En Novum Organum (1620), Francis Bacon identificó a los “ídolos” que distorsionaban la percepción humana, entre ellos el “ídolo del mercado”, que refleja cómo el lenguaje y las dinámicas sociales manipulan la comprensión de la realidad. Hoy, este concepto parece materializarse en la narrativa de la derecha radical que gobierna Panamá de manera contramayoritaria, impulsando una austeridad presentada como necesidad económica pero arraigada en ideología.

Tras el actual estallido de la burbuja financiera, quienes prometieron chenchén y modernidad con un tren transnacional, ahora resucitan el mito de la austeridad, ignorando la abundante evidencia en su contra. Bajo esta lógica, recortan presupuestos en salud, educación y seguridad, menospreciando el papel del Estado como generador de bienestar colectivo. Desde el fin de la dictadura militar, el discurso corporativo ha limitado al gobierno a un rol corrector de “fallas del mercado”, reduciéndolo a proveer servicios básicos (como educación para los pobres o tratamientos de alto costo como hemodiálisis, cáncer y sida), infraestructura esencial y protección a la propiedad privada. Mientras se glorifica al sector privado como único creador de riqueza, el Estado es relegado a un actor subsidiario.

Esta narrativa, impulsada desde los noventa, estigmatiza al sector público como ineficiente y corrupto, justificando privatizaciones, externalizaciones y recortes que debilitan su capacidad de desarrollo. Ejemplo de ello son las concesiones opacas de carros cisterna para distribuir agua potable, que luego sirven para tildar al IDAAN de despilfarrador, en lugar de reconocerlo como garantía de un bien esencial.

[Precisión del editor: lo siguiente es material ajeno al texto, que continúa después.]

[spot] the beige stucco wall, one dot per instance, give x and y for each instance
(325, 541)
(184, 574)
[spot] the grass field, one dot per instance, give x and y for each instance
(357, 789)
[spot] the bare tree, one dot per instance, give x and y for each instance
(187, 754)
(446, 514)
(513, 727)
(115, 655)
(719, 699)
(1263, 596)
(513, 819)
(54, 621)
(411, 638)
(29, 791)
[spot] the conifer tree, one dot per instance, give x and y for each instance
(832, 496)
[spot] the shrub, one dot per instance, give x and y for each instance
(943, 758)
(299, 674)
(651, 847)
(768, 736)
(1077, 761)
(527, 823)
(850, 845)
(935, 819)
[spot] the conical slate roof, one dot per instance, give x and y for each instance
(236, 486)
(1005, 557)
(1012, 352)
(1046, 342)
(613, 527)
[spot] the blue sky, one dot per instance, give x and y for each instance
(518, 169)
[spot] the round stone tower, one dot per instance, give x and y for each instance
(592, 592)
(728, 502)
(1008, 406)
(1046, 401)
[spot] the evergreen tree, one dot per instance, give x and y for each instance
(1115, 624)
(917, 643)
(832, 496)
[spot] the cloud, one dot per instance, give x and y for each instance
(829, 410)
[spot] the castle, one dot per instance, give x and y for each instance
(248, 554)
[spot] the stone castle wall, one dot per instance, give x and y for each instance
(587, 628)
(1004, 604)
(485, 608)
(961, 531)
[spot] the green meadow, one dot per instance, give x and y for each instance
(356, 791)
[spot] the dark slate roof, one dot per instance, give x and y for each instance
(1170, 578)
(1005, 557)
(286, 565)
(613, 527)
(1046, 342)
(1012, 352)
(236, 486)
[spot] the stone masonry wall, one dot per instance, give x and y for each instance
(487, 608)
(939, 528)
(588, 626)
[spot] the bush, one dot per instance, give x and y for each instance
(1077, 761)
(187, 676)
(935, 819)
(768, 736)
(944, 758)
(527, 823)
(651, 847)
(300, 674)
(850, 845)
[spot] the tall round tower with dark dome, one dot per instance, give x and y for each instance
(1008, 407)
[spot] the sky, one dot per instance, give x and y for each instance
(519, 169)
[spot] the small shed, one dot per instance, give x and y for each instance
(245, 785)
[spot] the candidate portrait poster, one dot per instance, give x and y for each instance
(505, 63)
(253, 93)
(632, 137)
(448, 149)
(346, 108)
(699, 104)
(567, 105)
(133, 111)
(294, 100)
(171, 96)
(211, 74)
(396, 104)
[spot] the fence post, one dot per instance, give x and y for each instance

La austeridad como doctrina se afianzó tras la crisis financiera de 2008, provocada por la irresponsabilidad del sector financiero y la quiebra de Lehman Brothers. Pese a que los gobiernos eviten el colapso con rescates, el relato hegemónico culpó al “gasto público excesivo”. En Panamá, este argumento resurge bajo la administración del “paso firme”, avalando reformas lesivas como la polémica Ley 462 del seguro social.

El núcleo del austericidio es falaz: supone que la deuda pública frena el crecimiento y que solo los recortes la reducen. Sin embargo, ignoran que la inversión estatal en educación, salud e infraestructura es clave para el desarrollo. Recortar en estos sectores no solo frena el crecimiento a largo plazo —empeorando la relación deuda/PIB al reducir el PIB—, sino que profundiza la desigualdad. Por el contrario, fortalecer las capacidades productivas del Estado puede aumentar los ingresos fiscales y reducir la deuda de manera sostenible.

Panamá, al recortar gastos, también limita sus ingresos y potencial de crecimiento, generando un círculo vicioso que agrava la inequidad. Peor aún, estas medidas se basan en asesorías de consultoras privadas —oráculos financieros modernos— que repiten fórmulas fracasadas de los noventa en América Latina. Irónicamente, esas mismas políticas allanaron el camino para que la Revolución Bolivariana llegara al poder en Venezuela en 1998.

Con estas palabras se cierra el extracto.